In short, this is some witchy shit. 

Which is what poetry really always has been and could always be: something seemingly regular that potentiates the irregular; a few words that anyone can say or write that can open up worlds not yet seen. Not that skill and care aren’t needed—in fact, in sloppy hands, poems can obscure and even harm. But with books like Poetry as Spellcasting, readers can learn or be reminded of the ways we can use words to coax blessings into beings. And how we can be each other’s witnesses in this sublime endeavor. 

As Destiny Hemphill invites in the book, 

verily, verily, when you get this rhythm, meet us at the crossroads. you’ll know

because you’ll hear

whistling from the mulberry trees. you’ll smell them, too. & we’ll be there

Here’s what happened to me after I read Poetry as Spellcasting: First, I took my poetry books off the shelves. Next, I sat on the floor with them in the wide expanse of a sunlit afternoon. Then I savored the lines I’d underlined and the pages I’d dog-eared. I even read a few poems aloud. I looked out the window. And then I wrote a few of my own.
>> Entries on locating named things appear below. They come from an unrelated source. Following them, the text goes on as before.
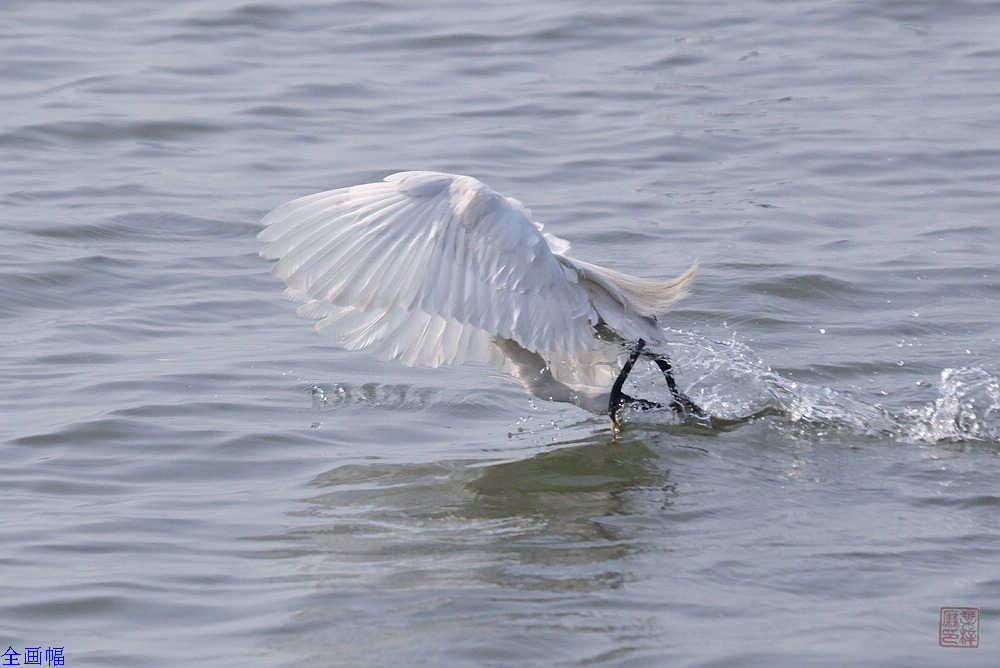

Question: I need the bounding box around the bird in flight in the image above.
[258,171,708,426]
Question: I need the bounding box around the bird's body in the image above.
[259,172,694,422]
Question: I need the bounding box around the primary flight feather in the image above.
[259,172,694,413]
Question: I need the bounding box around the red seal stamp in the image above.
[938,608,979,648]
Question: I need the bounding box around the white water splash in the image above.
[633,332,1000,443]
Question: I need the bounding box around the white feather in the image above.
[259,172,694,409]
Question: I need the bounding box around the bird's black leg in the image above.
[608,339,663,427]
[647,353,708,418]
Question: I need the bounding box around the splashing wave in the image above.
[640,332,1000,443]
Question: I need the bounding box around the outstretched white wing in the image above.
[259,172,598,366]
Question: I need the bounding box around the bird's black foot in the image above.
[608,339,710,427]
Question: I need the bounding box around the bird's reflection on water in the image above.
[289,433,674,591]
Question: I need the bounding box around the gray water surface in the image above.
[0,0,1000,667]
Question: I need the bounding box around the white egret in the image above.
[259,172,705,421]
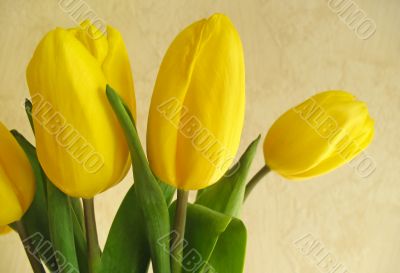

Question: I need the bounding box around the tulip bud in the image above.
[26,22,136,198]
[0,122,35,225]
[264,91,374,180]
[147,14,245,190]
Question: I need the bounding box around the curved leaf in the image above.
[196,136,260,217]
[106,85,171,273]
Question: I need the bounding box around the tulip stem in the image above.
[171,190,189,273]
[244,165,270,200]
[82,198,101,273]
[12,221,46,273]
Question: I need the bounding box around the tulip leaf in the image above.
[11,130,58,272]
[165,203,247,273]
[208,218,247,273]
[106,85,170,273]
[100,180,175,273]
[47,181,80,273]
[196,136,260,217]
[69,197,89,273]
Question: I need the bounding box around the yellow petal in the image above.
[27,23,134,198]
[264,91,373,179]
[147,14,245,189]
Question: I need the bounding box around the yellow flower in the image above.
[0,122,36,227]
[147,14,245,190]
[264,91,374,177]
[26,21,136,198]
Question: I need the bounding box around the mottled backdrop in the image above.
[0,0,400,273]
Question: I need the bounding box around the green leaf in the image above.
[208,218,247,273]
[11,130,58,272]
[25,99,35,133]
[47,181,80,273]
[164,203,246,273]
[100,183,175,273]
[68,197,89,273]
[106,85,170,273]
[195,136,260,217]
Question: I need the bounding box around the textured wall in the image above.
[0,0,400,273]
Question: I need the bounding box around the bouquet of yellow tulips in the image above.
[0,14,374,273]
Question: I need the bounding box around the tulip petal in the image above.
[27,28,129,198]
[147,14,245,190]
[264,91,373,179]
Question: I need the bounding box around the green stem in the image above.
[82,198,101,273]
[171,190,189,273]
[244,165,270,200]
[13,221,46,273]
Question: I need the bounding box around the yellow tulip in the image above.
[147,14,245,190]
[0,122,36,225]
[264,91,374,177]
[26,22,136,198]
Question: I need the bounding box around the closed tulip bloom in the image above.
[264,91,374,180]
[0,122,36,225]
[147,14,245,190]
[26,22,136,198]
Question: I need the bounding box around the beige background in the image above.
[0,0,400,273]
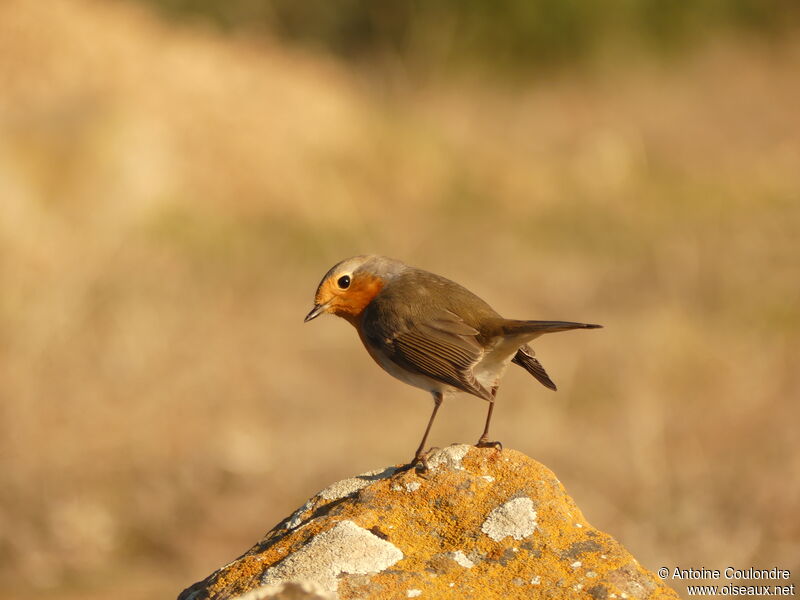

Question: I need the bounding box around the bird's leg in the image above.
[475,386,503,450]
[411,392,443,465]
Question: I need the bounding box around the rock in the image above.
[179,445,678,600]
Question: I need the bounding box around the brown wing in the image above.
[511,344,556,390]
[366,310,492,400]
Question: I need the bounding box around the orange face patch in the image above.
[317,273,383,323]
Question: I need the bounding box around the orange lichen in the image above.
[191,448,677,600]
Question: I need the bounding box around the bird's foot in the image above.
[403,446,439,473]
[475,437,503,452]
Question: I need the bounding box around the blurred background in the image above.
[0,0,800,600]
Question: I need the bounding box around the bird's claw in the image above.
[475,438,503,452]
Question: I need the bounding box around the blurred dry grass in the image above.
[0,0,800,598]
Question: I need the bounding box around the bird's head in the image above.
[305,254,405,323]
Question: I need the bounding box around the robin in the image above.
[305,255,602,464]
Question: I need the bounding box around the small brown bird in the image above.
[305,255,602,464]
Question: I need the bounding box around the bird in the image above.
[305,254,602,465]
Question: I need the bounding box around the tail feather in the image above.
[511,344,558,391]
[503,321,603,335]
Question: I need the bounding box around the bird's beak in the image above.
[303,302,331,323]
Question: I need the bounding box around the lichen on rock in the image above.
[179,445,677,600]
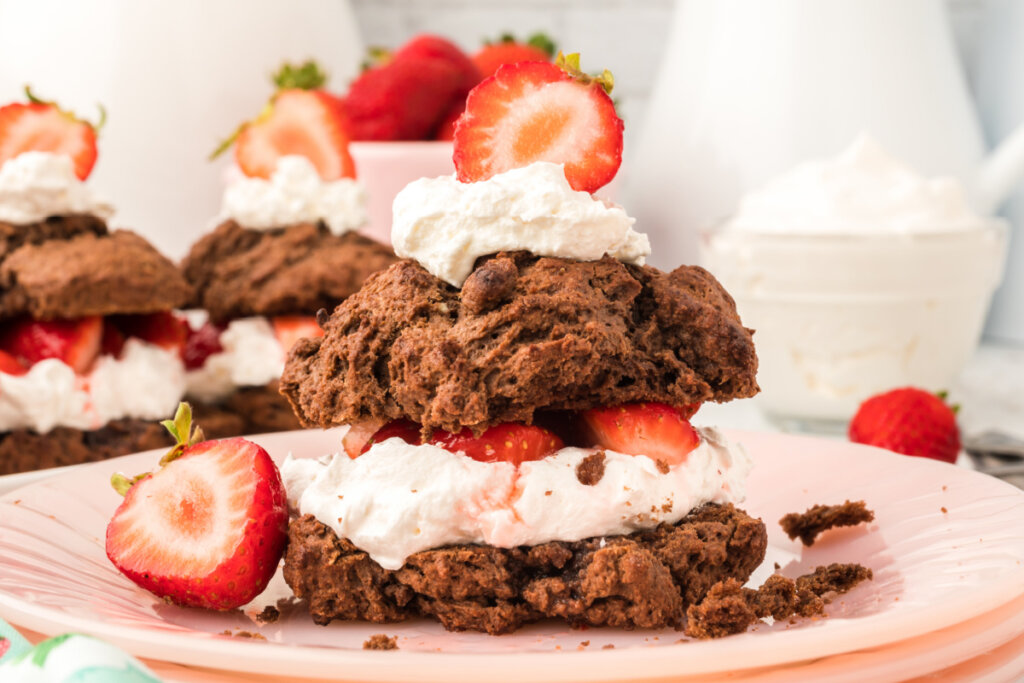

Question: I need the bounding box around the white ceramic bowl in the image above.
[700,220,1007,422]
[349,141,455,244]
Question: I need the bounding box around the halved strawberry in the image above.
[181,322,224,370]
[0,351,29,375]
[580,403,700,466]
[0,315,103,375]
[429,423,564,465]
[111,310,188,350]
[453,54,623,193]
[0,88,102,180]
[106,409,288,610]
[270,315,324,353]
[473,33,555,78]
[234,90,355,180]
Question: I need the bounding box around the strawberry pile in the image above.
[106,403,288,610]
[0,87,106,180]
[342,402,700,467]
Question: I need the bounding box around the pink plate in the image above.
[0,432,1024,681]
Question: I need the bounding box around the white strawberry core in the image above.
[281,429,752,569]
[111,446,256,578]
[490,81,602,168]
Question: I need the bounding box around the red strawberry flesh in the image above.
[234,89,355,180]
[106,438,288,609]
[0,102,96,180]
[453,61,623,193]
[849,387,961,463]
[581,402,700,466]
[0,315,103,375]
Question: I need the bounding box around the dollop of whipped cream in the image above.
[0,152,114,225]
[187,317,285,401]
[281,429,752,569]
[0,339,185,434]
[219,156,367,234]
[728,134,984,234]
[391,162,650,287]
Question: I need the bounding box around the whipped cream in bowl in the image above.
[0,152,114,225]
[281,429,752,569]
[391,162,650,287]
[218,156,367,234]
[700,136,1007,425]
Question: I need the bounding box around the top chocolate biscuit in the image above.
[181,220,395,323]
[282,252,758,432]
[0,215,190,319]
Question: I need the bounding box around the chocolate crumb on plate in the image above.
[362,633,398,650]
[778,501,874,547]
[685,563,872,639]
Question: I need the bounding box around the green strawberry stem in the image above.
[25,84,106,133]
[555,52,615,95]
[111,401,205,496]
[270,59,327,90]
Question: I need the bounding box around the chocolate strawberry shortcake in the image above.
[182,63,395,437]
[282,57,766,634]
[0,94,190,474]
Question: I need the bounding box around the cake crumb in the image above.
[684,563,873,640]
[778,501,874,547]
[577,451,604,486]
[256,605,281,624]
[362,633,398,650]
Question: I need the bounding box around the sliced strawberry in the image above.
[429,423,564,465]
[453,55,623,193]
[473,33,555,78]
[111,310,188,350]
[359,420,423,456]
[0,88,101,180]
[99,318,125,358]
[270,315,324,353]
[181,322,224,370]
[0,351,29,375]
[0,315,103,375]
[581,403,700,466]
[106,405,288,610]
[434,101,466,140]
[234,89,355,180]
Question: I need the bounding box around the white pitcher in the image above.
[628,0,1024,267]
[0,0,362,258]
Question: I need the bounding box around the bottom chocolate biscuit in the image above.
[285,504,767,634]
[0,419,173,475]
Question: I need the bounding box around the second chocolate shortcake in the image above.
[182,66,395,437]
[282,59,767,634]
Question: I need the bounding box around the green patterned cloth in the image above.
[0,620,160,683]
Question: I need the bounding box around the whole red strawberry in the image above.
[106,403,288,610]
[473,33,555,78]
[345,36,480,140]
[849,387,961,463]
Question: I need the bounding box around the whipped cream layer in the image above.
[0,152,114,225]
[391,162,650,287]
[281,429,752,569]
[0,339,185,434]
[219,156,367,234]
[186,317,285,401]
[727,135,984,234]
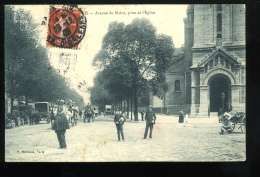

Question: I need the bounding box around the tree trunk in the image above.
[131,94,133,120]
[134,84,138,121]
[24,95,28,105]
[126,96,129,119]
[11,97,14,113]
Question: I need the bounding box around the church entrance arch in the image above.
[208,74,231,112]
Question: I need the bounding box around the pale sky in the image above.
[16,5,187,103]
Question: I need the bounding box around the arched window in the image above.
[217,14,222,32]
[217,4,222,11]
[175,80,181,91]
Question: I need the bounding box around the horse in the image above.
[29,112,41,125]
[84,108,95,122]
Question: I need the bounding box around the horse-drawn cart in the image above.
[221,112,246,133]
[35,102,51,124]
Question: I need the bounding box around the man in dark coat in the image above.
[114,111,125,142]
[141,110,144,121]
[179,110,184,123]
[144,105,156,139]
[52,105,70,149]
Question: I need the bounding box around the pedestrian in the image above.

It was a solitary act, but I did not feel alone. 

I imagine I will not be the only reader affected this way. As the editors write, “This book in itself is a spell, a sea-serpent, a seedling grown to a fruit-bearing tree.” May you relish the ripeness of all these bursting berries.  

—Tim McKee, publisher of North Atlantic Books


About the Author

Tim came to NAB in 2013 and is honored to serve as publisher. Born in New York City, McKee grew up in Los Angeles and received a BA from Princeton University and an MA in journalism from the University of Missouri. He has worked in the nonprofit sector for his entire career, including serving as the long-time managing editor of The Sun magazine, the grants director for a social-justice foundation in San Francisco, and as a writer for several community-based organizations in California. He has also taught college-level writing and journalism. His book No More Strangers Now: Young Voices from a New South Africa (Dorling Kindersley) was an Honor Book for the Jane Addams Book Award and a Los Angeles Times bestseller. He is happiest when bringing necessary stories to the page.